The first thing you see

Creation of a new test was quite simple: test name, what type of test is it and where the test comes from. Depending on the test source there could be more options, for example if it’s from string, you just type the test. But if it’s from Git, you need a Git token, username etc. You can also add labels to your tests to easily differentiate them.

First test to curl google

Test successful

Now we knew how to make and run tests, but what if we wanted to run multiple tests. This is where test suites come in. Test suites are basically a collection of tests. You make a test suite and choose what pre-existing tests you would like it to run.

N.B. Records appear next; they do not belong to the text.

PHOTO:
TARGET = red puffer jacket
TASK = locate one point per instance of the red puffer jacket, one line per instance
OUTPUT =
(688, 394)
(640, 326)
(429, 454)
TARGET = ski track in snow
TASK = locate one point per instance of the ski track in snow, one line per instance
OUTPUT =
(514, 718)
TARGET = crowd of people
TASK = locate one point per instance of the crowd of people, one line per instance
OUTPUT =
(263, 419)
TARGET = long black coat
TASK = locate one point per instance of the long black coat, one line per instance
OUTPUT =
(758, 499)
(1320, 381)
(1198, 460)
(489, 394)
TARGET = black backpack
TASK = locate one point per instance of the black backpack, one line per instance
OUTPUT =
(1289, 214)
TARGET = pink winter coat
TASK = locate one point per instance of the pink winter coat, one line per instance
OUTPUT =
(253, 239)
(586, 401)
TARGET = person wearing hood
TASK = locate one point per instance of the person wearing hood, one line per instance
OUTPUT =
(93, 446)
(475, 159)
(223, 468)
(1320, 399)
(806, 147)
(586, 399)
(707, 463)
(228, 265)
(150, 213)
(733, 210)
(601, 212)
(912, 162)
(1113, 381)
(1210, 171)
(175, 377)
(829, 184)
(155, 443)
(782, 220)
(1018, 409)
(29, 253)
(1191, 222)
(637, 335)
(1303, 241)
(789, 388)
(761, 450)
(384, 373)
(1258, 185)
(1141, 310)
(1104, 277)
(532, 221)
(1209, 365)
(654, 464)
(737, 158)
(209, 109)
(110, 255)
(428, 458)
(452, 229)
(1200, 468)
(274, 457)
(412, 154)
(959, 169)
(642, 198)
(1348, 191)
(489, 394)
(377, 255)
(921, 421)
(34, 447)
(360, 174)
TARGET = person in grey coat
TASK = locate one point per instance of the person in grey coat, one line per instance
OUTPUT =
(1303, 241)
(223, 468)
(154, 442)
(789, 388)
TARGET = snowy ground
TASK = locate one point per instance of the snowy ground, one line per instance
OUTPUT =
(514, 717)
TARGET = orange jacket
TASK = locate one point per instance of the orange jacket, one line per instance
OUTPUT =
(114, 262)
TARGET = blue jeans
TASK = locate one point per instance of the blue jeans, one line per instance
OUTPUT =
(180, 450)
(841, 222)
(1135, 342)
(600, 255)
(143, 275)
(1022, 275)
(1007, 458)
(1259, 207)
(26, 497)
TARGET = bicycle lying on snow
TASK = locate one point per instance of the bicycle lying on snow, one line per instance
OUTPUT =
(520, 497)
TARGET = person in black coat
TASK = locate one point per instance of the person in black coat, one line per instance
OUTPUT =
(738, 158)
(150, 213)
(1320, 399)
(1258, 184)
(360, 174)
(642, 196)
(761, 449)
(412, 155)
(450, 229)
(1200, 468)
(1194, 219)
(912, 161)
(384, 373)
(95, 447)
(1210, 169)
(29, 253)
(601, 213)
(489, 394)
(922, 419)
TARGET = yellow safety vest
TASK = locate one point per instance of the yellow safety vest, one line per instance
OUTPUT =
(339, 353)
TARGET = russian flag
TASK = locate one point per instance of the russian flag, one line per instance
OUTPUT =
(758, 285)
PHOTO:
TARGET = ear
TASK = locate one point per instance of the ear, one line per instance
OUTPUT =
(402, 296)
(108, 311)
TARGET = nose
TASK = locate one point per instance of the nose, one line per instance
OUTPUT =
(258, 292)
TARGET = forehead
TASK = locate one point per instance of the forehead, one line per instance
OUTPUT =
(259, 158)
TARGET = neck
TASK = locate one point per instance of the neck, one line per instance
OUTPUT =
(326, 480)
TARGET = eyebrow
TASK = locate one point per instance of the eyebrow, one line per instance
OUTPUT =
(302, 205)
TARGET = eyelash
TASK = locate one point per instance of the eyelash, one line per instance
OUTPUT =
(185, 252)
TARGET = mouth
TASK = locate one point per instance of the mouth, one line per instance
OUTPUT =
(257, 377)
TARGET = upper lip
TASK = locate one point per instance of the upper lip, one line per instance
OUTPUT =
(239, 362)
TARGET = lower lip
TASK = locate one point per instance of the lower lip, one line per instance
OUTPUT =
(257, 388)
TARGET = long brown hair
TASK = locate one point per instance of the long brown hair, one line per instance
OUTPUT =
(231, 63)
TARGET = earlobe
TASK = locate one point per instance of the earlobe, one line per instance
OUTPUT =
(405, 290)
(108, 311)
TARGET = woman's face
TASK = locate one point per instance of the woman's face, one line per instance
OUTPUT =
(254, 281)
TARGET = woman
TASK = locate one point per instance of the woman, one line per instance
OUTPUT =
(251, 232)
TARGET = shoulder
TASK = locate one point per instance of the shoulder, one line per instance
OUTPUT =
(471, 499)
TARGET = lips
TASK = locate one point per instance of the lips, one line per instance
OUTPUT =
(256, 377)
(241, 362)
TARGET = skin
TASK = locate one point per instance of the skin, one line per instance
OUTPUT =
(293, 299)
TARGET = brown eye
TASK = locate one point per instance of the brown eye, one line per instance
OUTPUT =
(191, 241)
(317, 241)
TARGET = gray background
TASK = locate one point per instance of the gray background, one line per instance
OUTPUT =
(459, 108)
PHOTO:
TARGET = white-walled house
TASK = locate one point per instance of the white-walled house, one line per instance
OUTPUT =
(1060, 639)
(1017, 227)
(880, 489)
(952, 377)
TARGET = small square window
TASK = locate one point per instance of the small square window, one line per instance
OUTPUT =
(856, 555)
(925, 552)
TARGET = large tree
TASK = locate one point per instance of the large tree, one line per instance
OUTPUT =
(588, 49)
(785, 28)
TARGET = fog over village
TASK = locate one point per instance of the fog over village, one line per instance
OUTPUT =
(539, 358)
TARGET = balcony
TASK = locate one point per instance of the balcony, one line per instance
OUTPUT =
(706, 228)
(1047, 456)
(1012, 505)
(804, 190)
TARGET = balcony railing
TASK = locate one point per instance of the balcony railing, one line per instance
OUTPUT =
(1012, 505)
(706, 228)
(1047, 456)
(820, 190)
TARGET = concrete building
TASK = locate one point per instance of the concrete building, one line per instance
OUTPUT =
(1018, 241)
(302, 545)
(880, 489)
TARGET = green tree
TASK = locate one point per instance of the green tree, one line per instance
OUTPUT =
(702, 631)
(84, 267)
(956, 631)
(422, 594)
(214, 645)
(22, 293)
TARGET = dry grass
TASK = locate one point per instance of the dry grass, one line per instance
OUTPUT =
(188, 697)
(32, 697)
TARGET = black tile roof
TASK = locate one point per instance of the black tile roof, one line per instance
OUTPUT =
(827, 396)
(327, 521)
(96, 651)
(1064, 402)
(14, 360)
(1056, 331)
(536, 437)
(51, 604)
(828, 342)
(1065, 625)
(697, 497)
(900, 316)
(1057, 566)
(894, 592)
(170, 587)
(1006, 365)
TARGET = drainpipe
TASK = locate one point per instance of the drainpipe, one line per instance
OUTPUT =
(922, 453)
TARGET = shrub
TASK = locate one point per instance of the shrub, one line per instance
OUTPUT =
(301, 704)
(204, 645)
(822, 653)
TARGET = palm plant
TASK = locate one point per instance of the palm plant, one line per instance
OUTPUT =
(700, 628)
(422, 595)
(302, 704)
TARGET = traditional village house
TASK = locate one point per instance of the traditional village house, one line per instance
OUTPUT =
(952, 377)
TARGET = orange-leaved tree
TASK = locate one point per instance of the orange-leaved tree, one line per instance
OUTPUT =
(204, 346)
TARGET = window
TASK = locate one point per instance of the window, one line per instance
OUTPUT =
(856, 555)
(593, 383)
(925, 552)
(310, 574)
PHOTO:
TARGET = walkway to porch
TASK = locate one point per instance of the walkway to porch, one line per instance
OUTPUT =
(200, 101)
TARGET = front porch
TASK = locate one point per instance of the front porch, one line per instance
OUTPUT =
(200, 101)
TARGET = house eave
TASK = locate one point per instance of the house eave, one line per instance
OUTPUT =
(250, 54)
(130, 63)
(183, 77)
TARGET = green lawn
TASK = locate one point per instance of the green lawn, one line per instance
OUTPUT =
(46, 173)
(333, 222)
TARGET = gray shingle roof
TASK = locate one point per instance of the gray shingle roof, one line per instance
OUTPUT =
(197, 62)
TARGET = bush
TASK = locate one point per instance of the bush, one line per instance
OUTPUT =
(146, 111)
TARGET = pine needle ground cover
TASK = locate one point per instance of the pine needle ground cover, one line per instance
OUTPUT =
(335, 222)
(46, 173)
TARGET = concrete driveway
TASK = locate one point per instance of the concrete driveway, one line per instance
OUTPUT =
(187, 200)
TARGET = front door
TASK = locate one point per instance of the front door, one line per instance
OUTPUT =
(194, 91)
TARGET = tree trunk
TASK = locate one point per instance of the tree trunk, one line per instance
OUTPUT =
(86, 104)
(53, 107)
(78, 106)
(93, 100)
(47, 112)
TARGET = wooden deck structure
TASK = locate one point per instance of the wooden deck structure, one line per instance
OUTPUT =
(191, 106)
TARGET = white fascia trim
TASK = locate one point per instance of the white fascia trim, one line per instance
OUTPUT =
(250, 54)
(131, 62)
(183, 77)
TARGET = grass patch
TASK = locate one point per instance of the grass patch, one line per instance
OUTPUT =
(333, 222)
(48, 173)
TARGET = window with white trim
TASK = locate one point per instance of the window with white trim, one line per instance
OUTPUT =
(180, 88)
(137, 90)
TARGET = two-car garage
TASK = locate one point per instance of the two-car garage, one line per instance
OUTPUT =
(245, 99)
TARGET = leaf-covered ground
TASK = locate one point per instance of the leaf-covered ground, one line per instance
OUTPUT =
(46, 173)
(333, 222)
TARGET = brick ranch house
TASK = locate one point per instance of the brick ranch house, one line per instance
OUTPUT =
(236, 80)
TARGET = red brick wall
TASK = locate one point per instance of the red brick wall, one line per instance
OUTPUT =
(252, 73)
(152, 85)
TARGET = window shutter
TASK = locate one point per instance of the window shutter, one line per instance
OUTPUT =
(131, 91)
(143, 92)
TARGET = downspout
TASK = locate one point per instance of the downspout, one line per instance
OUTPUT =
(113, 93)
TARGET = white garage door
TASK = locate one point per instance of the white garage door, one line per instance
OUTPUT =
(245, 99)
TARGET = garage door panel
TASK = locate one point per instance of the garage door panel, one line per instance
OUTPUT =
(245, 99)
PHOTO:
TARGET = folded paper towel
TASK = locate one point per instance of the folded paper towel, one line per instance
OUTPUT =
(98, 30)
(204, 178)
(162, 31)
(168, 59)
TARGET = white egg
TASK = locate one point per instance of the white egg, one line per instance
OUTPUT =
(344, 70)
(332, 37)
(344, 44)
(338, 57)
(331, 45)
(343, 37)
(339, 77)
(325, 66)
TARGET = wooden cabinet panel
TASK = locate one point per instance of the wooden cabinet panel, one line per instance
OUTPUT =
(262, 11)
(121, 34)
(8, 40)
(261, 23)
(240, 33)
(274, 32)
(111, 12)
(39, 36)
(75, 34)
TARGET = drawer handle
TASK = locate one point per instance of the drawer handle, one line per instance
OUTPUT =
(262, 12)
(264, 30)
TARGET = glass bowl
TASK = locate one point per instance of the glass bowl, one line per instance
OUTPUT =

Test suite that has three curl tests

Now that we could make and run tests manually, it was time for automation. In Testkube, test automation would be handled by scheduling and triggers. Scheduling means that a test or test suite can be automated to run on certain intervals, like once a month or every ten minutes. It is quite handy for tests that need to be repeated on certain intervals. Triggers differ from scheduling by the fact that they don’t have a set time, but are run when a “trigger” is activated.

Triggers for tests

In the picture above there is a working trigger. The ingress refers to the ingress.yaml file in Kubernetes that the Tetris game uses. When a modification is made to that file, trigger activates and runs a test called tetris, which is a test to curl the URL the game uses. Also, the labels mentioned before come in handy here, since they can be used to identify cluster resources. The example ingress trigger is Name to Name, meaning namespace/resource-name.

Integration with Argo CD

Now we were at a stage where it was time to integrate Testkube with GitLab and Argo CD. GitLab would host the tests for Testkube to use when something activates an automated trigger in Kubernetes. Argo CD would monitor and keep Kubernetes resources up to date according to GitLab configurations. Since our team was already somewhat familiar with the Argo CD, this was straightforward to implement. We did manage to get the GitLab, Testkube and Argo CD integrations to work, and we had an integration triangle.

Argo CD Connected to GitLab

What was missing was feedback from Testkube to Argo CD and GitLab. Test results didn’t affect deployment at all no matter how critical the errors were. We also couldn’t get the reports to show on GitLab. It should be also considered whether Argo CD sync hooks should be used instead of Testkube triggers.. However, this integration part happened when WiMMA Lab was coming to an end, so there wasn’t enough time to do all the things we would have liked.